Bonn · Das Jazzfest Bonn hat mit Jasmin Tabatabai, der Jazzkantine, der WDR Big Band und China Moses einen furiosen Auftakt gefeiert.

Jazz ist überall. Längst hat er auch den sogenannten Mainstream durchsetzt, lässt Rock- und Pop-Songs swingen oder leiht dem Rap aufregende Samples. Diese Ausdehnung bestimmte auch den Auftakt des erneut ausverkauften Bonner Jazzfests, das am vergangenen Freitag zum achten Mal im Telekom Forum mit einem umjubelten Doppelkonzert begonnen hat. Populäre Künstler statt experimenteller Acts, eine Öffnung von Außen nach Innen – ergab Sinn. Und machte Freude.

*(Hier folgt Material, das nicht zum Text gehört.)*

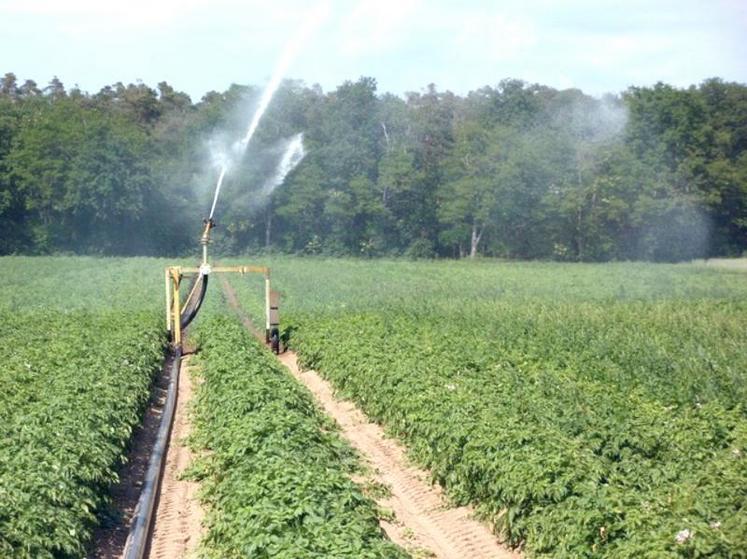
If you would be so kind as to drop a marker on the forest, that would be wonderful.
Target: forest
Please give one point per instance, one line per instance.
(516, 170)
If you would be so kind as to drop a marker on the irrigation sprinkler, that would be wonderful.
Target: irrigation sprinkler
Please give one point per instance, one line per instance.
(180, 312)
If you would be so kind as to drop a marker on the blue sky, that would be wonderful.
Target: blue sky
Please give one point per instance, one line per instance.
(203, 45)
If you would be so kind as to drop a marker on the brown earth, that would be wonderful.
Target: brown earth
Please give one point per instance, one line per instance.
(424, 523)
(178, 516)
(109, 540)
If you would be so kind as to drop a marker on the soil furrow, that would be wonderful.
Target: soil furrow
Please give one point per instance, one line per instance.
(424, 522)
(178, 516)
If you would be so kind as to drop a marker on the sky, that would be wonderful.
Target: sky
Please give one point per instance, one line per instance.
(203, 45)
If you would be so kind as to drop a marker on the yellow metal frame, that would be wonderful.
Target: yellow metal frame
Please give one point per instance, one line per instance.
(173, 277)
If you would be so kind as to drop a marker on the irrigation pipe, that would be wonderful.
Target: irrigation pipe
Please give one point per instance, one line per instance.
(140, 529)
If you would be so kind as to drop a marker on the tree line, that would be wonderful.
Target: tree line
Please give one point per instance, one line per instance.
(515, 170)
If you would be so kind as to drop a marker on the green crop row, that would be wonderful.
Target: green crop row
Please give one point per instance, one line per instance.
(574, 467)
(274, 473)
(74, 388)
(588, 411)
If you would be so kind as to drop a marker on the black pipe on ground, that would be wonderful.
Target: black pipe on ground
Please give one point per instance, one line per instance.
(142, 523)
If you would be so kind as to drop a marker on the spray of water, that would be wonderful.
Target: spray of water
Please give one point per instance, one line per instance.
(311, 23)
(292, 156)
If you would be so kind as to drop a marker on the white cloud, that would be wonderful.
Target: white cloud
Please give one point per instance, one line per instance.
(376, 26)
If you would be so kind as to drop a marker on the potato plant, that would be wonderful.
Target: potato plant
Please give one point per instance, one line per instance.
(587, 411)
(274, 473)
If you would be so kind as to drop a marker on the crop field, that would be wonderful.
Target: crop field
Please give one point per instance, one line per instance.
(80, 341)
(586, 410)
(276, 476)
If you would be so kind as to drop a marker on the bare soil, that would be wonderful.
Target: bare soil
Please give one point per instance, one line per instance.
(109, 540)
(423, 522)
(178, 517)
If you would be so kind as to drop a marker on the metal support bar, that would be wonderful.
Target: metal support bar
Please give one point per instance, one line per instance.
(168, 299)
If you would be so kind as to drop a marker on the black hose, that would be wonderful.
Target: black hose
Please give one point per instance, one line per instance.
(191, 307)
(142, 522)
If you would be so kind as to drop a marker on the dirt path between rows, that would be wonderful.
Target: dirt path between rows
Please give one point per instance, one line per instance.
(423, 523)
(109, 540)
(178, 516)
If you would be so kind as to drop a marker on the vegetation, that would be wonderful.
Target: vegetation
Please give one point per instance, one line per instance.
(274, 473)
(589, 411)
(76, 371)
(517, 170)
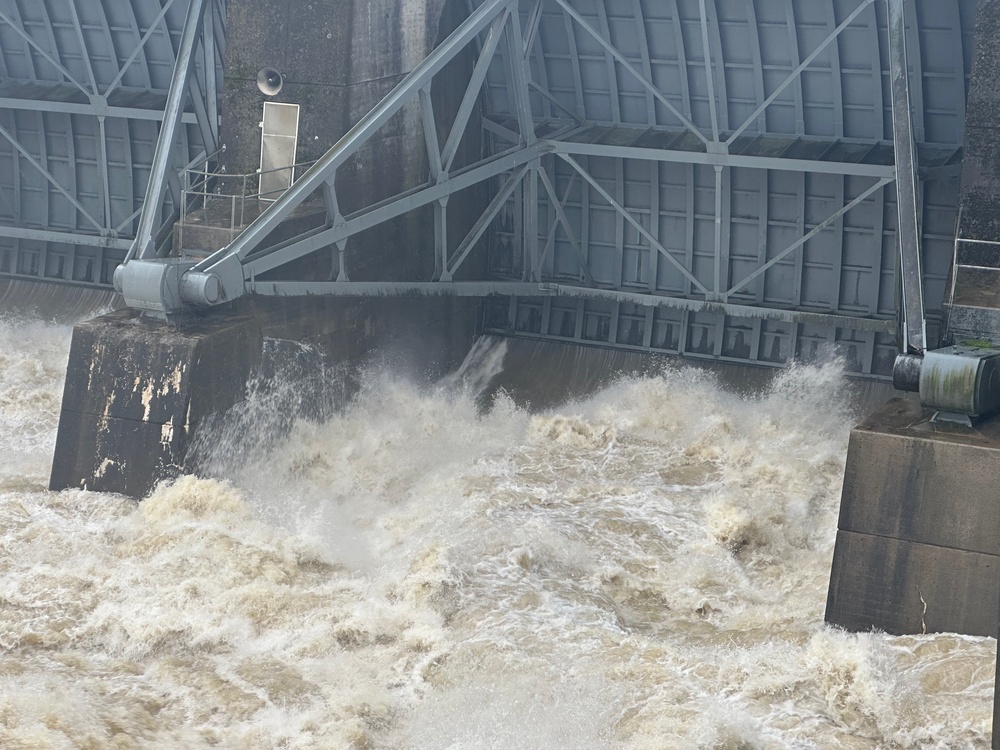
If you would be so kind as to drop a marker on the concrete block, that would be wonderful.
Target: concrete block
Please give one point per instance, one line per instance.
(919, 526)
(905, 587)
(114, 454)
(136, 389)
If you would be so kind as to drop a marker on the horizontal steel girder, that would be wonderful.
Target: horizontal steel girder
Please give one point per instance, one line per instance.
(525, 289)
(65, 238)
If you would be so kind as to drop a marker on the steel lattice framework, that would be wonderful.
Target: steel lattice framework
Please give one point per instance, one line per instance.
(84, 90)
(719, 178)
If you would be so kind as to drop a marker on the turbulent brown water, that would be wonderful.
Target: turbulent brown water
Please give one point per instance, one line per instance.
(643, 569)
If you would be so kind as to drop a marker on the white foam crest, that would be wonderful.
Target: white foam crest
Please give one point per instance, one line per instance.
(643, 569)
(33, 358)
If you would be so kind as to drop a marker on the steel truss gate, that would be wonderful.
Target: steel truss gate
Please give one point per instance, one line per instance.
(717, 178)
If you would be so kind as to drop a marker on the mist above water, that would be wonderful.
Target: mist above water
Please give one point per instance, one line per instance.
(643, 568)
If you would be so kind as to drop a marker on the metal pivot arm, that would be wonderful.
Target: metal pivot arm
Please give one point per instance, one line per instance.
(220, 277)
(143, 246)
(960, 382)
(914, 324)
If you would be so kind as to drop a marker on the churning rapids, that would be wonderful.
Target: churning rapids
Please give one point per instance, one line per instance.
(643, 569)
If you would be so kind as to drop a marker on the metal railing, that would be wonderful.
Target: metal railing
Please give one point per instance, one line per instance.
(229, 201)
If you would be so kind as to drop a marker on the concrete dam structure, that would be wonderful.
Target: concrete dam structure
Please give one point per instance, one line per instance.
(739, 181)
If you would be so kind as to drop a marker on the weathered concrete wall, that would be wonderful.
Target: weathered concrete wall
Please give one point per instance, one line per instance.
(137, 389)
(918, 545)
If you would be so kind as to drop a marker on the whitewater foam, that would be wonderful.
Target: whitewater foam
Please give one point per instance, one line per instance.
(646, 568)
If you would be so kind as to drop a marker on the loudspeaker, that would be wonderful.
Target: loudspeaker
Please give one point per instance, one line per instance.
(269, 81)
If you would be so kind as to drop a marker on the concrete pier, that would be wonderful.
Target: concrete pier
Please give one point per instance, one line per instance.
(918, 543)
(137, 388)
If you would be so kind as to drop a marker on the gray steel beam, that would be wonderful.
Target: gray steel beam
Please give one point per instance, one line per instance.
(144, 245)
(19, 30)
(224, 265)
(48, 176)
(908, 233)
(720, 159)
(140, 47)
(558, 207)
(477, 231)
(66, 238)
(713, 104)
(471, 95)
(528, 289)
(805, 238)
(76, 108)
(623, 61)
(380, 213)
(802, 66)
(631, 220)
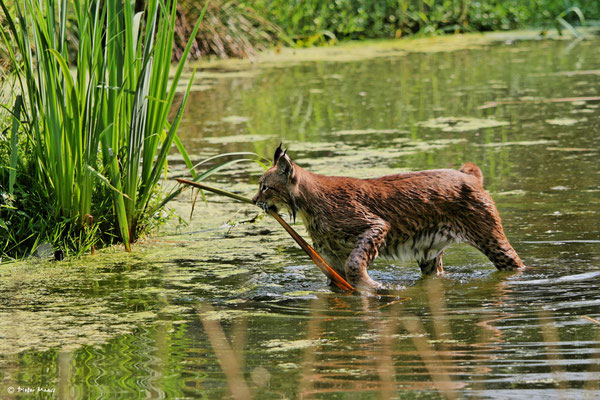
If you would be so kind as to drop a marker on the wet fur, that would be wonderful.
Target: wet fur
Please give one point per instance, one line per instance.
(409, 216)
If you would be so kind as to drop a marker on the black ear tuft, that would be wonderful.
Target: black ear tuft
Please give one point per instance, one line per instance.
(278, 153)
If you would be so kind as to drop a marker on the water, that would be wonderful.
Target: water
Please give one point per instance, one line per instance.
(207, 308)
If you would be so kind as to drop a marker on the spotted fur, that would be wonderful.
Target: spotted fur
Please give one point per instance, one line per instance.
(409, 216)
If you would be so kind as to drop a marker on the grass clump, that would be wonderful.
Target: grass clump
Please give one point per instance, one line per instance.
(88, 143)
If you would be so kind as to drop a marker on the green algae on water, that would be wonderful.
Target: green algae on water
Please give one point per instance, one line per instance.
(461, 124)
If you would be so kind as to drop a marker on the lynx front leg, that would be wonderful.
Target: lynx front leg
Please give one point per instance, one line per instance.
(367, 248)
(429, 267)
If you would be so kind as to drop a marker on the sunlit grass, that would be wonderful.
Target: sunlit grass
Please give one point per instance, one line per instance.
(101, 127)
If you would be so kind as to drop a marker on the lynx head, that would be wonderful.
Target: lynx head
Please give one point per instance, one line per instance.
(277, 185)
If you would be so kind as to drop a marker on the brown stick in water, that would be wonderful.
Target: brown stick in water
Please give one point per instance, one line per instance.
(316, 257)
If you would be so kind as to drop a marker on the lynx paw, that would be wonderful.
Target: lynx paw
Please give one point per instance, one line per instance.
(367, 284)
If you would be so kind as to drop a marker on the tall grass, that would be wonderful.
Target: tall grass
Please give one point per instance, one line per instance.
(308, 20)
(101, 127)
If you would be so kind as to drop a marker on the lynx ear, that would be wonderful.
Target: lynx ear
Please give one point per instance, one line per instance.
(285, 166)
(278, 152)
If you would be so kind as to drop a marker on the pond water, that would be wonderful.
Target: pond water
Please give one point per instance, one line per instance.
(221, 305)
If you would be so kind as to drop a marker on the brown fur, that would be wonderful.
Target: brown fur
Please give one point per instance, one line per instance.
(413, 215)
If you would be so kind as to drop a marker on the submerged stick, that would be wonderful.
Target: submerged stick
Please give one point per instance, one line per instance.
(314, 256)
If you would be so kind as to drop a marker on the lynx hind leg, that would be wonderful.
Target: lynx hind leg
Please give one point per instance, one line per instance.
(488, 236)
(429, 267)
(501, 253)
(367, 248)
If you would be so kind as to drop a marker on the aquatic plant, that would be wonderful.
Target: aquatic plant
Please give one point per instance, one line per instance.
(102, 128)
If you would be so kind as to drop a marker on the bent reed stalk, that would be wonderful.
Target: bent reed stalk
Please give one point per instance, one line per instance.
(101, 127)
(312, 253)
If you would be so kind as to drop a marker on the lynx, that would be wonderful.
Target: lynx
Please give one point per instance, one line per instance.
(414, 215)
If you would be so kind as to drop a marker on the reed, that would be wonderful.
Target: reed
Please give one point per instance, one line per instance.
(102, 127)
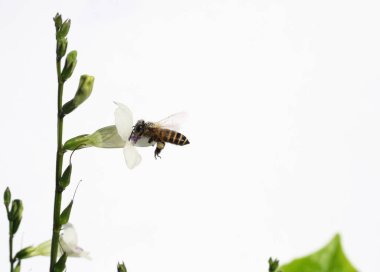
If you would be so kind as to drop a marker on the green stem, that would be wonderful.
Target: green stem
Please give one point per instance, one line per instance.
(11, 260)
(58, 173)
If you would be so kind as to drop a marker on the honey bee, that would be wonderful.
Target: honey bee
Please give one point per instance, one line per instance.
(159, 133)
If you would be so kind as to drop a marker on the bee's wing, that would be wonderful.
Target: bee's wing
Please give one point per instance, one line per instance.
(173, 121)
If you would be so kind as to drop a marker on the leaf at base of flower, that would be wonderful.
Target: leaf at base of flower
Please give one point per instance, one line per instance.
(330, 258)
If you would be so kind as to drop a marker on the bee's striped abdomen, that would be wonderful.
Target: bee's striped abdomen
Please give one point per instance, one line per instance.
(174, 137)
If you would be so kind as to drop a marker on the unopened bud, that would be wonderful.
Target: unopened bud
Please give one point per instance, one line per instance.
(61, 48)
(18, 267)
(64, 181)
(16, 214)
(7, 197)
(57, 21)
(86, 84)
(70, 63)
(64, 29)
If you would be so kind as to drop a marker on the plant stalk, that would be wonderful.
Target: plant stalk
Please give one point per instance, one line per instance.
(58, 173)
(11, 260)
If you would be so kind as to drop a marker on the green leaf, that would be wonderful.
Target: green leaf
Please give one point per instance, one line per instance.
(330, 258)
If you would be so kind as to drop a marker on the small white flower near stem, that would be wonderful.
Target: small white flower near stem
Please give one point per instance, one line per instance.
(124, 125)
(116, 136)
(68, 242)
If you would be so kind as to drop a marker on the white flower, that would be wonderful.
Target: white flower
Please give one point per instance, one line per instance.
(68, 242)
(124, 124)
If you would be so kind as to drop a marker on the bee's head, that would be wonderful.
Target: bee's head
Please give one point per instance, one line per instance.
(138, 130)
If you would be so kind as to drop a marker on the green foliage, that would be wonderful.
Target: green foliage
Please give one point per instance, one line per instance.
(7, 197)
(330, 258)
(61, 264)
(70, 63)
(86, 84)
(273, 265)
(121, 267)
(65, 215)
(64, 181)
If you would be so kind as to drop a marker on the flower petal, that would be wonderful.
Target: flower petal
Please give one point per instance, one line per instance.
(123, 121)
(132, 157)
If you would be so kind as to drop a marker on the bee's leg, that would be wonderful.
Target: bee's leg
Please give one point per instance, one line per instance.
(159, 147)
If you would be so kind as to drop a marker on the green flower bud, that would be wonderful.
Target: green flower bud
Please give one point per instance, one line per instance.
(65, 215)
(121, 267)
(24, 253)
(273, 265)
(86, 84)
(18, 267)
(15, 209)
(57, 21)
(64, 181)
(106, 137)
(70, 63)
(7, 197)
(64, 29)
(61, 48)
(16, 214)
(61, 264)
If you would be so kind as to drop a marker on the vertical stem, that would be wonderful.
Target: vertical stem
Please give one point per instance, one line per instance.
(11, 260)
(58, 173)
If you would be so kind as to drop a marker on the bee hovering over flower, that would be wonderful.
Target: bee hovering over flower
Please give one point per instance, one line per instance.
(159, 133)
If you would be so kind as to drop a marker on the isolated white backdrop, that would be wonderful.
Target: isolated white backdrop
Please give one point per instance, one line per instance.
(283, 99)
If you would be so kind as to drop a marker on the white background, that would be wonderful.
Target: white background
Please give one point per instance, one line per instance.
(283, 99)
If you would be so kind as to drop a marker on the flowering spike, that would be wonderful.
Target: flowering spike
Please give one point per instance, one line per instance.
(18, 267)
(86, 84)
(65, 215)
(16, 214)
(7, 197)
(61, 48)
(70, 63)
(64, 29)
(65, 179)
(57, 21)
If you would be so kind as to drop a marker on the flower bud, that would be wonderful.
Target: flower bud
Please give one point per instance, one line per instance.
(7, 197)
(64, 29)
(64, 181)
(18, 267)
(121, 267)
(61, 48)
(65, 215)
(70, 63)
(61, 264)
(86, 84)
(24, 253)
(16, 214)
(57, 21)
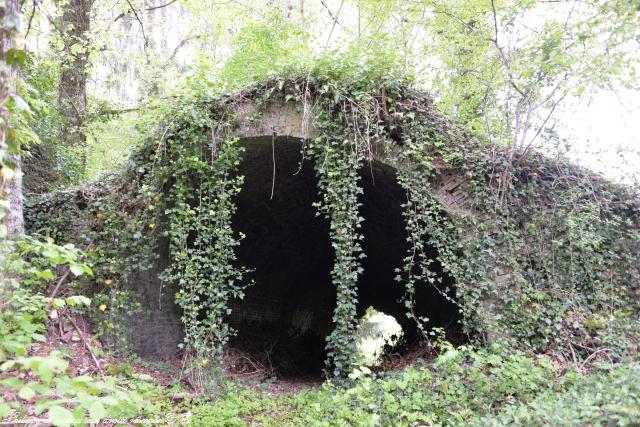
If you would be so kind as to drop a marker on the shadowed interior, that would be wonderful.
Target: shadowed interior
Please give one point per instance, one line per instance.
(287, 314)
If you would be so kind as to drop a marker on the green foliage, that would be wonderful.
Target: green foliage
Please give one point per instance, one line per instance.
(44, 380)
(547, 262)
(462, 387)
(337, 161)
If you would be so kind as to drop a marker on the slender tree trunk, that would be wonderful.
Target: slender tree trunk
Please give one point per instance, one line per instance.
(12, 223)
(72, 88)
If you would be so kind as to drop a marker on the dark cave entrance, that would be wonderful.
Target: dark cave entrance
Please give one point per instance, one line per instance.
(286, 315)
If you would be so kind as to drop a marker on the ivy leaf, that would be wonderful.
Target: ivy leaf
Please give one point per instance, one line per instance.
(60, 416)
(97, 411)
(26, 393)
(77, 270)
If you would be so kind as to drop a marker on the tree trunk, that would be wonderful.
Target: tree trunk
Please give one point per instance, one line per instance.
(10, 172)
(72, 87)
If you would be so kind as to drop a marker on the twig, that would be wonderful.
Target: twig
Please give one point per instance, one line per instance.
(33, 12)
(333, 27)
(55, 290)
(86, 344)
(144, 36)
(273, 154)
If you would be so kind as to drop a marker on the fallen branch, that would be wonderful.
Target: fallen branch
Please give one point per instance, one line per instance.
(86, 343)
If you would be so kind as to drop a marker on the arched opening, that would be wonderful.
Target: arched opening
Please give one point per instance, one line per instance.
(286, 315)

Erwartbar war an diesem Abend wenig, gefällig dagegen vieles. Was ja nicht schlimm ist. Schon die Songauswahl von Sängerin und Schauspielerin Jasmin Tabatabai, die mit dem David Klein Quartett gekommen war, sorgte für Überraschungen: Reinhard Mey und die Puhdys trafen auf Georg Kreissler und Hildegard Knef, eine persische Ballade auf eine Tucholsky-Vertonung. All das eingebettet in charmante Pop-Jazz-Arrangements, in denen vor allem Saxofonist Klein und Pianist Olaf Polziehn immer wieder Akzente setzten, während Bassist Davide Petrocca und Drummer Peter Gall die Spannung in den eher balladenhaften Stücken halten mussten.

Große Hits der 80er

Darüber schwebte das bemerkenswerte Timbre Tabatabais, diese gefühlvolle und leicht kokette Stimme, die von dem üblichen Familienchaos sang („Aller guten Dinge sind drei“) und den Diktator Tamerlan mit ironischem Unterton herbeisehnte, die mit „Another Sad Song“ noch einmal an den inzwischen 20 Jahre zurückliegenden Film- und Musikerfolg von „Bandits“ erinnerte und die in einer Zugabe vollends zu verzaubern wusste. Denn „Gole Sangam“, ein Lied aus Tabatabais persischer Heimat, rührte allein aufgrund der wunderschönen Melodie.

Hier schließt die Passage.